Visualization of feature maps. Our proposed FFM can be pluged into existing image restoration models to generate more precise high-frequency details

Fig. 8
figure 8

Effect of the MHAMB on image deraining. a Input corrupt image, Compared with (b), the image restored by M3SNet w/ MHAMB (c) can remove much more rain and recover the numbers accurately, d target highquality image

To demonstrate the compatibility of our FFM method as a plug-and-play component for other image restoration models, we showcase the deblurring results achieved by integrating FFM into top-performing models (e.g. Resformer [19], Uformer [21], and NAFNet [12]) in Table. 6. We can clearly see the performance of both three models are improved by our approach. For a visually intuitive understanding the effect of such FFM, we further use high-pass filtering (HPF) to visualize learned features in Fig. 7. Compared to original image restoration model without adding FFM, the addition of FFM can better help to reconstruct finer detail features and improve the potential restoration quality. Since FFM seamlessly integrates information from the upper layers of the encoder-decoder structure into the adjacent lower layers and fuses all the information to the resolution manipulation level of the original image, this allows the model to better capture local and non-local information, thus facilitating more accurate representation for achieving high-quality output.
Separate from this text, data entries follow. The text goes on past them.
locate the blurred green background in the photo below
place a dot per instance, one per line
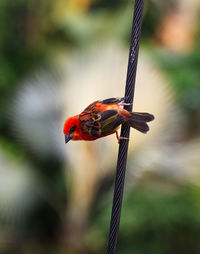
(57, 56)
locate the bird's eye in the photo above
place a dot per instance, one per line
(72, 129)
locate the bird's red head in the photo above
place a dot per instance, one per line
(71, 128)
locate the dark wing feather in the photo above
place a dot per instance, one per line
(101, 123)
(112, 100)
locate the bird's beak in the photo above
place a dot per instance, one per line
(68, 138)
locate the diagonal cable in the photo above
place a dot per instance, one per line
(123, 147)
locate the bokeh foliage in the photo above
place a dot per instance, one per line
(154, 220)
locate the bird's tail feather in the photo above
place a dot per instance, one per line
(139, 121)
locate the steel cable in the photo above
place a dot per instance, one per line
(125, 131)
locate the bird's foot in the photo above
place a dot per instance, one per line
(122, 103)
(120, 138)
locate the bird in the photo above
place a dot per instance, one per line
(102, 118)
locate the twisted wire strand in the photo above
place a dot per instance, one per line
(125, 131)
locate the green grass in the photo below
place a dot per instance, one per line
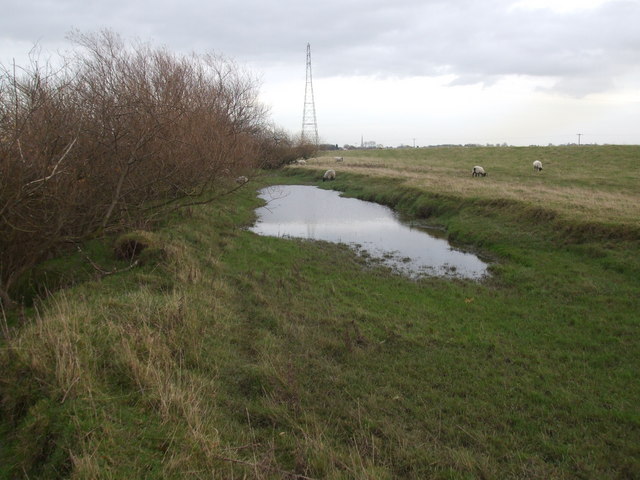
(235, 355)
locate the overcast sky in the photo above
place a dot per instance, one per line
(413, 72)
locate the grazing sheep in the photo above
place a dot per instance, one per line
(329, 175)
(477, 171)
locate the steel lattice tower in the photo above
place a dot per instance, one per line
(309, 124)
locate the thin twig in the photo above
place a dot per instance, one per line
(66, 152)
(102, 271)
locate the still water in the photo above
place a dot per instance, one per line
(317, 214)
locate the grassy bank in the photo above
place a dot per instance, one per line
(231, 355)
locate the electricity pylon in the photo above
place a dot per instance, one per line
(309, 124)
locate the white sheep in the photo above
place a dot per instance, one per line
(477, 171)
(329, 175)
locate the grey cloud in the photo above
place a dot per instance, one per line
(477, 41)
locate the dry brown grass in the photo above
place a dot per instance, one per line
(571, 189)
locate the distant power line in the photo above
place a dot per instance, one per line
(309, 123)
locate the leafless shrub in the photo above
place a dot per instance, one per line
(115, 134)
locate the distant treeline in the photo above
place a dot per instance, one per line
(115, 135)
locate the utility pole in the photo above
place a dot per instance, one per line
(309, 124)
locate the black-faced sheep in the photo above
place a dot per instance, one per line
(478, 171)
(329, 175)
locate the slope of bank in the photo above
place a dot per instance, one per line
(233, 355)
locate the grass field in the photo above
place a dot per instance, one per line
(230, 355)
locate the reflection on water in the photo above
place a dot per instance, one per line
(314, 213)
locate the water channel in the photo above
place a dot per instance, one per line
(317, 214)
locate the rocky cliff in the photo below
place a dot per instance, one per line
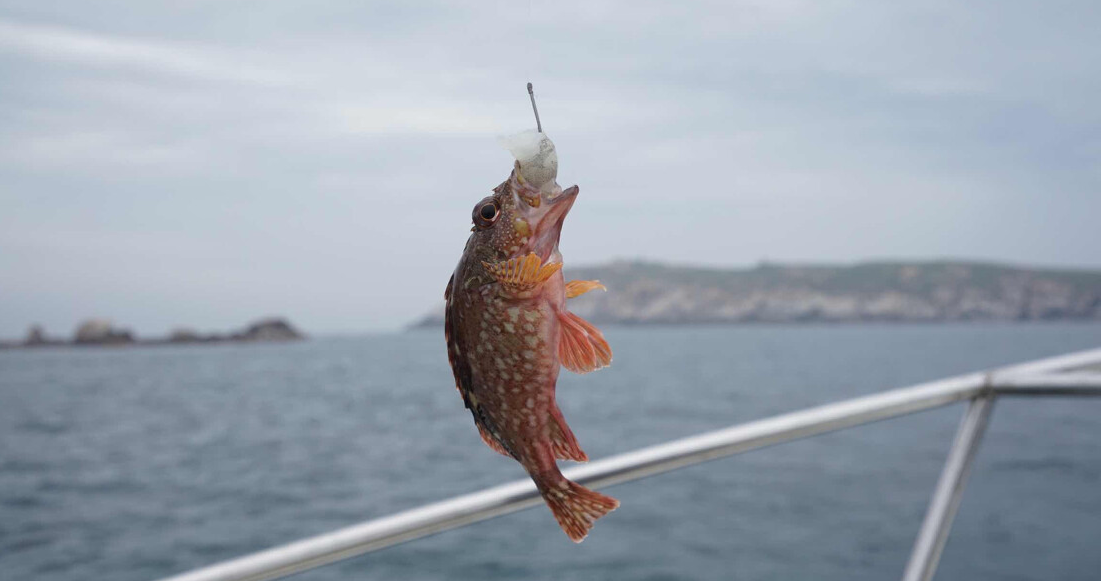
(649, 293)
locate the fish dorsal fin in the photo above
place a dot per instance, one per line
(491, 441)
(575, 288)
(581, 347)
(522, 272)
(563, 441)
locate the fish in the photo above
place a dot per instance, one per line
(509, 332)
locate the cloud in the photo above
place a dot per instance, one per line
(325, 156)
(79, 47)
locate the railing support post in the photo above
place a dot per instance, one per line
(949, 491)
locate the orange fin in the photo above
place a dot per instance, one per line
(581, 347)
(576, 507)
(575, 288)
(522, 273)
(491, 441)
(563, 442)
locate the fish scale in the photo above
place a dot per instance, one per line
(509, 332)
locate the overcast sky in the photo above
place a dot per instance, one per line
(204, 163)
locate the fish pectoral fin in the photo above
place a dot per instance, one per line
(522, 272)
(581, 347)
(491, 441)
(563, 442)
(575, 288)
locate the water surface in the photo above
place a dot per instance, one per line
(135, 463)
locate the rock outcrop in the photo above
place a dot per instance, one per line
(101, 331)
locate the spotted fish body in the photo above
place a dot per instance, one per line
(508, 333)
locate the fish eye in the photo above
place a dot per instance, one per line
(486, 212)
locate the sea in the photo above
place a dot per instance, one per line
(134, 463)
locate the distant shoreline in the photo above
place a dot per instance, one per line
(645, 293)
(104, 333)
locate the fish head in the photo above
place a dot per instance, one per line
(519, 219)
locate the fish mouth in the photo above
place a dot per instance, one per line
(544, 241)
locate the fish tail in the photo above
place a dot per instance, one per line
(576, 507)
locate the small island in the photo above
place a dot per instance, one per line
(645, 293)
(102, 332)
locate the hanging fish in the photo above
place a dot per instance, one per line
(508, 330)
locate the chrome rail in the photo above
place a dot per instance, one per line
(1047, 376)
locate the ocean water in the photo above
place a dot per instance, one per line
(135, 463)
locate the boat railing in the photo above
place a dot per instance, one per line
(1076, 374)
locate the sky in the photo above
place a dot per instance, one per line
(206, 163)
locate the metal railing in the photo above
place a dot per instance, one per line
(1065, 375)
Effectiveness of MHAMB. To evaluate the effectiveness of MHAMB, we perform experiments based on w/o MHAMB in Table. 5. Compared to not applying MHAMB, MHAMB provides additional performance benefits thanks to the capability to capture global information.
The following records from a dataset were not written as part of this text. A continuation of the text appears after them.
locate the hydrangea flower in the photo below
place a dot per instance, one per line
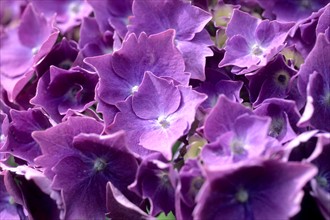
(284, 115)
(252, 42)
(156, 115)
(121, 73)
(19, 140)
(92, 159)
(61, 90)
(188, 22)
(96, 161)
(219, 121)
(56, 142)
(31, 189)
(119, 207)
(253, 190)
(24, 47)
(92, 42)
(238, 144)
(275, 80)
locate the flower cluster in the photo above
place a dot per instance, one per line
(165, 109)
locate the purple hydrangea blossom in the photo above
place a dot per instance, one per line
(272, 81)
(156, 113)
(92, 42)
(97, 160)
(19, 140)
(191, 179)
(24, 47)
(62, 90)
(161, 109)
(252, 42)
(219, 121)
(112, 14)
(155, 180)
(119, 207)
(31, 189)
(121, 73)
(247, 190)
(188, 22)
(290, 10)
(237, 144)
(62, 55)
(56, 142)
(284, 115)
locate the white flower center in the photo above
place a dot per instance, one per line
(257, 50)
(134, 89)
(242, 195)
(162, 120)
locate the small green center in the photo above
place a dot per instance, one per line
(282, 78)
(65, 64)
(163, 122)
(236, 147)
(134, 89)
(35, 50)
(276, 127)
(327, 99)
(99, 164)
(322, 181)
(11, 200)
(306, 4)
(257, 50)
(242, 195)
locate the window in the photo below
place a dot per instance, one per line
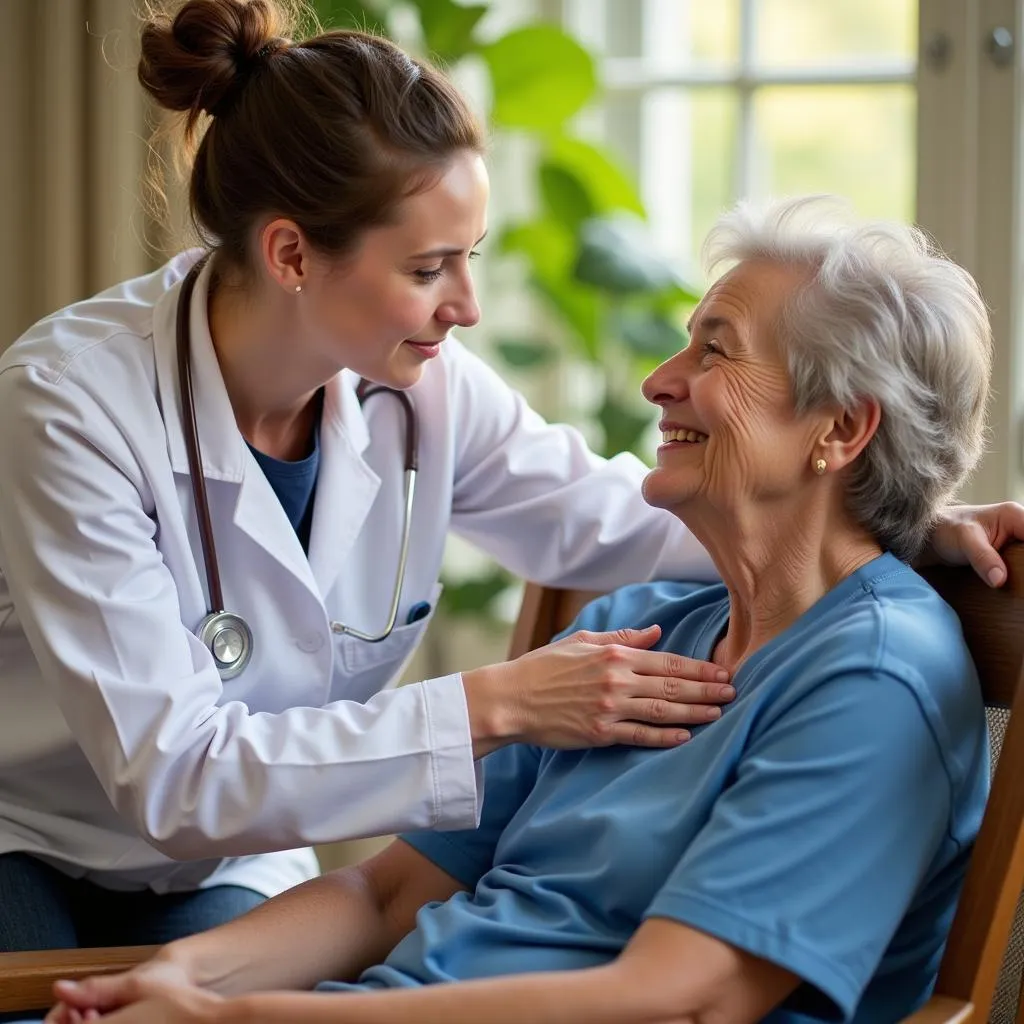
(911, 110)
(713, 101)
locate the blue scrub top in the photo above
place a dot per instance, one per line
(823, 823)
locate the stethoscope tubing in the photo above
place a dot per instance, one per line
(223, 631)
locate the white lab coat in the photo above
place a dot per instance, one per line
(123, 756)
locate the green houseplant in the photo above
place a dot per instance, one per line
(612, 302)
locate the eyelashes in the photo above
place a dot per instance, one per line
(432, 273)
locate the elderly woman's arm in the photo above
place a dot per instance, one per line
(668, 974)
(333, 926)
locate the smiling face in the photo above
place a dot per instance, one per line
(385, 310)
(730, 436)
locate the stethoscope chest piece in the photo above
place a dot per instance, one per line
(229, 640)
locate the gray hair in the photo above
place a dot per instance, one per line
(888, 316)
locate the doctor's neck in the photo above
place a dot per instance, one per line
(270, 388)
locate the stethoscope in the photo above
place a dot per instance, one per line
(225, 634)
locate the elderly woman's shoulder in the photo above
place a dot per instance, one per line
(663, 602)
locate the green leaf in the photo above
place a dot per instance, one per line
(551, 250)
(608, 186)
(649, 333)
(540, 77)
(617, 254)
(448, 28)
(473, 597)
(548, 245)
(582, 309)
(524, 353)
(351, 14)
(623, 426)
(675, 298)
(565, 198)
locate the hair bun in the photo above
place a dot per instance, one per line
(202, 57)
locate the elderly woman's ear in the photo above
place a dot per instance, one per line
(846, 435)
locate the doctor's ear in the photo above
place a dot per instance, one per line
(285, 253)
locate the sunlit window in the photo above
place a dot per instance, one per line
(710, 101)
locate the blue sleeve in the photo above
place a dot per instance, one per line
(467, 854)
(812, 855)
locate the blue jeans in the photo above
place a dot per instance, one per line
(42, 908)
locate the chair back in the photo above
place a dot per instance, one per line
(980, 956)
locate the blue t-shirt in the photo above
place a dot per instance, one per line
(823, 822)
(294, 483)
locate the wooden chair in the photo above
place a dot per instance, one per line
(993, 625)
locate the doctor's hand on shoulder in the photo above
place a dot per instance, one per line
(594, 689)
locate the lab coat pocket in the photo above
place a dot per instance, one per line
(359, 655)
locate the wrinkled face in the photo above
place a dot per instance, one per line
(386, 310)
(730, 436)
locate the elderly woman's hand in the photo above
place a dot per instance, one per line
(974, 534)
(88, 999)
(163, 1004)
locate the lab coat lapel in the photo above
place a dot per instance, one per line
(225, 457)
(346, 486)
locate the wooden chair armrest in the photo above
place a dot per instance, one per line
(27, 979)
(942, 1010)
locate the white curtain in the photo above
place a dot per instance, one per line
(74, 121)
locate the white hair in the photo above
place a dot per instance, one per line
(884, 315)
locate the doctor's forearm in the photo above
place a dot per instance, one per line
(330, 927)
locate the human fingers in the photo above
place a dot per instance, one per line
(638, 734)
(980, 552)
(653, 711)
(101, 992)
(669, 665)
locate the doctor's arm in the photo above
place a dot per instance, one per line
(200, 775)
(546, 507)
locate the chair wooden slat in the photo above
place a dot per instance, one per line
(27, 979)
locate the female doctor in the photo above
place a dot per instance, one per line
(203, 512)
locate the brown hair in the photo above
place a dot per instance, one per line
(331, 132)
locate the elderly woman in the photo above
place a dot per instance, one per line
(799, 859)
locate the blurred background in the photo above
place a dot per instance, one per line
(620, 129)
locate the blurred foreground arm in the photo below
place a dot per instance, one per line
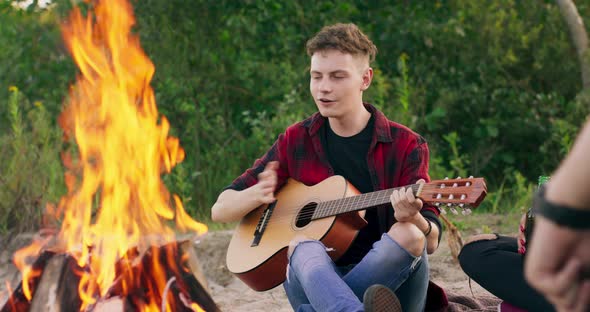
(558, 260)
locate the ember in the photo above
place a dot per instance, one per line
(117, 242)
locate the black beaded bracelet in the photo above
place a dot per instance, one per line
(429, 228)
(562, 215)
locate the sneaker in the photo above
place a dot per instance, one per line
(379, 298)
(507, 307)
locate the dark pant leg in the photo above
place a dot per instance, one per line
(497, 266)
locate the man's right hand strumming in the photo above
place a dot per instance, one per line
(264, 190)
(232, 205)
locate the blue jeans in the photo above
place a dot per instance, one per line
(315, 283)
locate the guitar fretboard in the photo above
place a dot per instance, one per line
(358, 202)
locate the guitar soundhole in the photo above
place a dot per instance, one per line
(304, 216)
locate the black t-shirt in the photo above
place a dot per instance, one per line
(348, 158)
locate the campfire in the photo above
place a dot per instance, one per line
(116, 245)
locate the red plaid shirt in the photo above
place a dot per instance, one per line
(397, 157)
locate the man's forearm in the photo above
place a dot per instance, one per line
(432, 237)
(569, 184)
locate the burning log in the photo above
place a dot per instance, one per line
(55, 287)
(117, 244)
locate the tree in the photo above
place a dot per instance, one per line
(578, 35)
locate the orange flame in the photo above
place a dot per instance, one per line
(116, 200)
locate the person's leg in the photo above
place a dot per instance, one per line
(313, 283)
(412, 293)
(495, 264)
(390, 264)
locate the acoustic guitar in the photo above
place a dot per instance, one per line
(331, 211)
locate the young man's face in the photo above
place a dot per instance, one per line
(337, 82)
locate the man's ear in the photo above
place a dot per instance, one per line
(367, 78)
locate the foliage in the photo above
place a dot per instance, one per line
(492, 85)
(29, 162)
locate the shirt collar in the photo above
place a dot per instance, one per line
(381, 131)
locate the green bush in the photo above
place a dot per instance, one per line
(29, 162)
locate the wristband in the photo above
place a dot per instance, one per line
(429, 228)
(562, 215)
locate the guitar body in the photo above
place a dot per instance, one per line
(331, 211)
(263, 267)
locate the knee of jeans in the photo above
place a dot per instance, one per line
(296, 243)
(409, 237)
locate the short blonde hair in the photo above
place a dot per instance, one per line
(346, 38)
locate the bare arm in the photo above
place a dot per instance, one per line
(569, 184)
(232, 205)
In Fig. 8, we have provided visual comparisons of M3SNet w/ and wo/ the MHAMB. This study validates the recovered results of the model with the MHAMB tend to be clearer since it enables more global features to be fully used during the restoration process.

4.7 Resource efficient

Table 7 The evaluation of model computational complexity. This is conducted with an input size of \(256 \times 256\), on an NVIDIA 1060 GPU

Deep learning models have become increasingly complex in order to achieve higher accuracy. However, larger models require more resources and may not be practical in certain contexts. Therefore, there is a need to design lightweight image restoration models that can achieve high accuracy. In our work, we design a mountain-shaped single-stage network. This architecture optimizes the balance between spatial details and contextual information while minimizing the computational resources required to restore images.
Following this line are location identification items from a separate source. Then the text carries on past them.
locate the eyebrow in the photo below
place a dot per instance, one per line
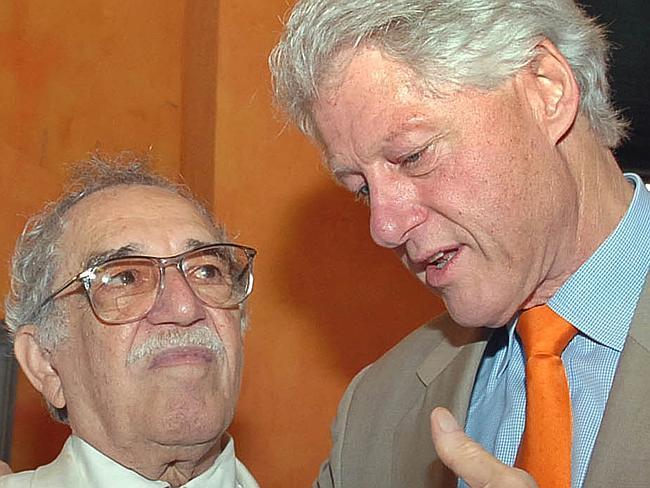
(191, 244)
(99, 258)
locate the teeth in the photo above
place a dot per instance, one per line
(436, 257)
(441, 259)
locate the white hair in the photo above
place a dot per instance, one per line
(478, 43)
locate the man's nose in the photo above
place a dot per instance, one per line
(177, 304)
(394, 212)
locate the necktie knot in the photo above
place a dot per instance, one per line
(543, 332)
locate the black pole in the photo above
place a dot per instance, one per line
(8, 370)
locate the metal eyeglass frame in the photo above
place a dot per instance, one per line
(87, 275)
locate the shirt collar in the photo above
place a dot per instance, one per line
(101, 471)
(599, 299)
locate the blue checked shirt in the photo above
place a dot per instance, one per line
(599, 299)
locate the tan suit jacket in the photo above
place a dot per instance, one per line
(382, 435)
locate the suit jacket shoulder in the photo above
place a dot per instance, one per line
(381, 432)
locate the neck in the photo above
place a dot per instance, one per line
(601, 197)
(174, 464)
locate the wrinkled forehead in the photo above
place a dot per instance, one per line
(143, 219)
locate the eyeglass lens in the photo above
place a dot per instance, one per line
(126, 289)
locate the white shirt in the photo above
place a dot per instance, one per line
(81, 465)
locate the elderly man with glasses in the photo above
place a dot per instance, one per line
(127, 310)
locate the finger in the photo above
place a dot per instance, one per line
(468, 460)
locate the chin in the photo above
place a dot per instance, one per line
(475, 315)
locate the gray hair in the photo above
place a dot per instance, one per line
(38, 256)
(477, 43)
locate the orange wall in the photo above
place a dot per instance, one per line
(76, 75)
(190, 81)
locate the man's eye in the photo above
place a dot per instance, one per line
(123, 278)
(413, 159)
(206, 272)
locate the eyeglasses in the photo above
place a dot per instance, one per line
(125, 289)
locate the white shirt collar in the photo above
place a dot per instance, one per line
(101, 471)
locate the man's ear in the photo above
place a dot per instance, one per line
(35, 362)
(553, 91)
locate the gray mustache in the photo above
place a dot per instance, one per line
(165, 339)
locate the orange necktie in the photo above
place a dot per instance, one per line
(545, 449)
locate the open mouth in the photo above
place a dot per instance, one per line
(176, 356)
(442, 258)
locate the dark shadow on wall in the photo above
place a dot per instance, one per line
(359, 295)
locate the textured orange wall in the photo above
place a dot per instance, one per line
(189, 80)
(77, 75)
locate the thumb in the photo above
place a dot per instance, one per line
(468, 460)
(4, 468)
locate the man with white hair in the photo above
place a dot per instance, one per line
(127, 311)
(480, 134)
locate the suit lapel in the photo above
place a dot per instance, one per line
(447, 377)
(621, 455)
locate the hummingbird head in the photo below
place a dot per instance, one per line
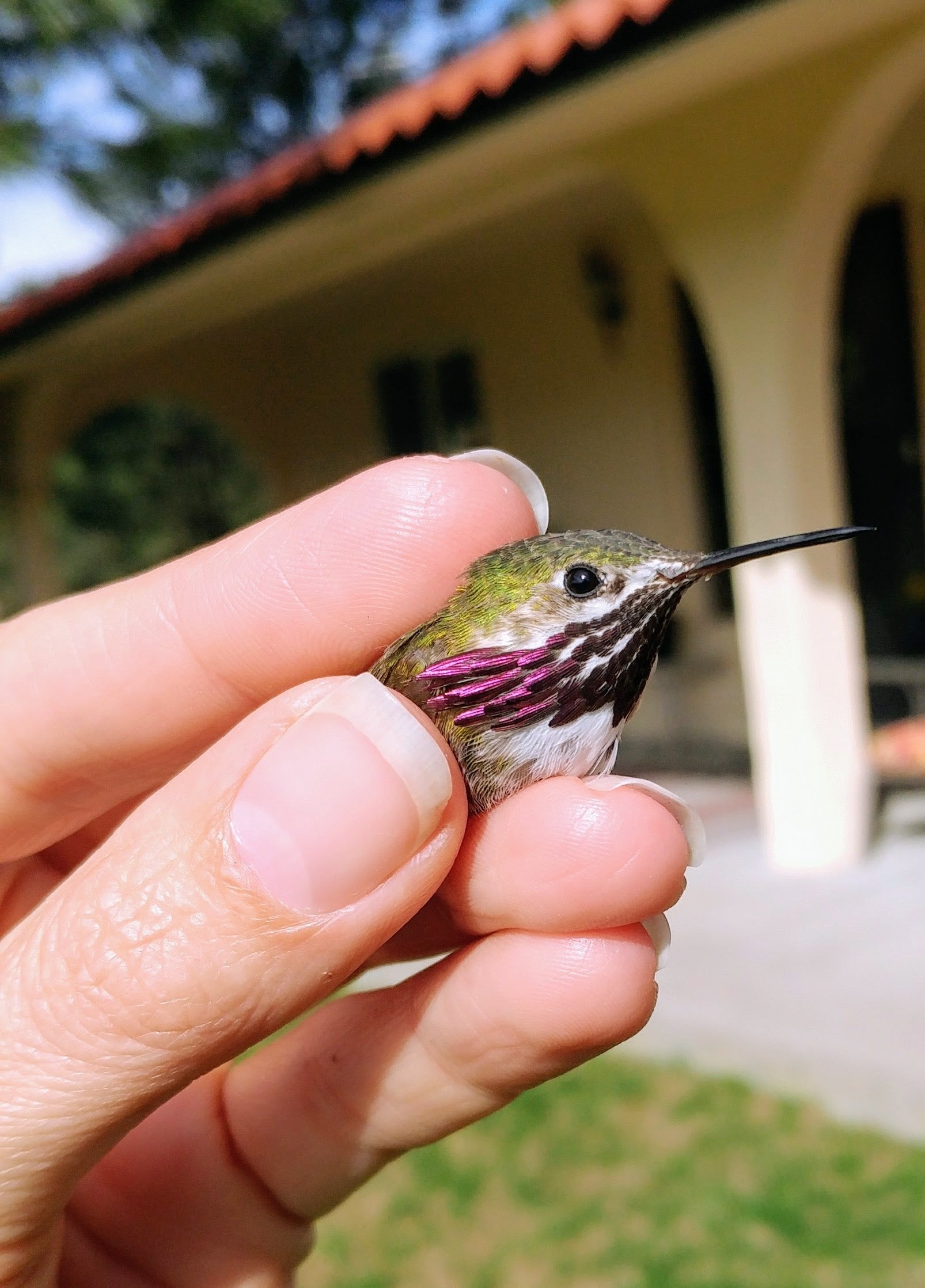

Our M3SNet has been shown to outperform other models, as demonstrated in Table 7. Despite having 0.6M higher parameters than MIMO-unet++ [44], our proposed M3SNet-32 still achieves better performance, while using significantly fewer computational resources, with MACs approximately 40 times smaller than that of MIMO-unet++. Considering all factors, including model parameters, MACs, and performance, our model is the optimal choice.

5 Conclusion

In this paper, we present a mountain-shaped single-stage network that effectively captures multi-scale feature information and minimizes the computational resources required for image restoration. Our design is guided by the principle of balancing the competing goals of contextual information and spatial details while recovering images. To this end, we propose a feature fusion middleware mechanism that enables seamless information exchange between the encoder-decoder architecture’s different levels. This approach smoothly combines upper-layer information with adjacent lower-layer information and eventually integrates all information to the original image resolution manipulation level. As a basic feature fusion block, it can be plug-and-play in various other image restoration networks to improve the model representation. To overcome the limitations of CNNs’ receptive fields and capture more global information, we utilize a multi-head attention middle block as the bridge of our encoder-decoder architecture. Furthermore, to maintain computational efficiency and lightweight model size, we replace or remove nonlinear activation functions and instead use multiplication. Our extensive experiments on multiple benchmark datasets demonstrate that our M3SNet model significantly outperforms existing methods while utilizing low computational resources.